A farm feeding chickens with marijuana instead of antibiotics is fetching higher prices from consumers seeking organic poultry, researchers say
- A farm in Thailand has started feeding its chickens with cannabis instead of antibiotics.
- Researchers from Chiang Mai University say the experiment is showing positive signs.
A farm growing medical marijuana in northern Thailand has been feeding its free-range chickens with cannabis instead of antibiotics, and researchers said the experiment has yielded promising results.
Researchers from Chiang Mai University's Department of Animal and Aquatic Sciences said fewer than 10% of the 1,000 chickens at the farm in Lampang have died since they introduced marijuana to the chickens' diet in January 2021.
While the study's findings are still under review and only cover one year's worth of research, Chompunut Lumsangkul — an assistant professor who led the study — told Insider that the cannabis feed appears to be working. The mortality rate for the chickens at the farm has been the same as in regular seasons when there isn't a severe outbreak of any bird-killing disease, she said.
Lumsangkul said the workers produce the birds' special food by adding crushed cannabis to their feed and water. The workers do not use antibiotics or medicines on the chickens during this time.
Besides healthy chickens, the experiment has also allowed the farm to sell its birds for higher prices to consumers seeking organic poultry.

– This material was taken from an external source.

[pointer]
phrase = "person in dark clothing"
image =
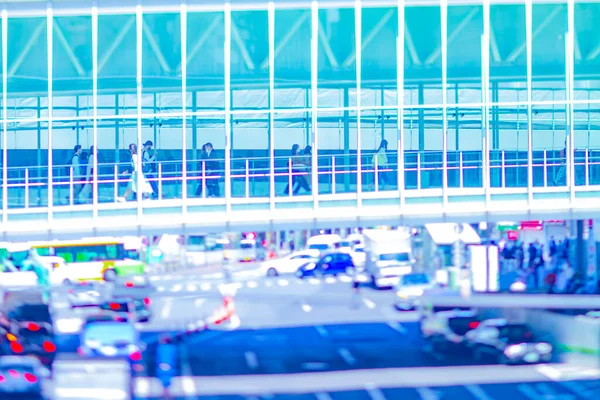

The birds are fetching double the regular price — about $1.50 per pound — mostly because buyers want organic chickens that haven't been administered antibiotics, Lumsangkul said. She also claimed that the chickens' meat — which they call "GanjaChicken" — is more tender and tastes better than regular chickens.
"Consumers in Thailand have been paying attention to this because demand is increasing for chickens and many farmers have to use antibiotics. So some customers want to find a safer product," Lumsangkul said.
As part of the experiment, Lumsangkul said her research team would sometimes give the chickens bolstered levels of tetrahydrocannabinol (THC) — the substance in marijuana that gives users a high — that went past the legal limits for humans in Thailand.
Earlier this month, the Thai government legalized the sale of cannabis products but limited the amount of THC in the items one can consume to 0.2%. By comparison, the chickens at the farm would sometimes get up to 0.4%, Chompunut said.
"I can't say the cannabis doesn't let the chickens get high, but they exhibit normal behavior," she said.
Lumsangkul noted that the full benefits of feeding chickens cannabis are not completely clear, nor why the cannabis is keeping the birds healthy in the first place. However, she said it's likely that marijuana has bioactive compounds, or substances that promote metabolic activity and better health conditions, which are boosting the birds' immune systems.
The study has only been a "screening test" so far and the researchers have yet to test if the cannabis feed helps to protect the chickens against bird flu or other severe diseases, said Lumsangkul.
As for whether people can get high from eating cannabis-fed chickens, Lumsangkul said there's "no way" this could happen. The THC is fully metabolized in the chicken's body before slaughter, so its form is completely changed by the time it gets to the table, she said.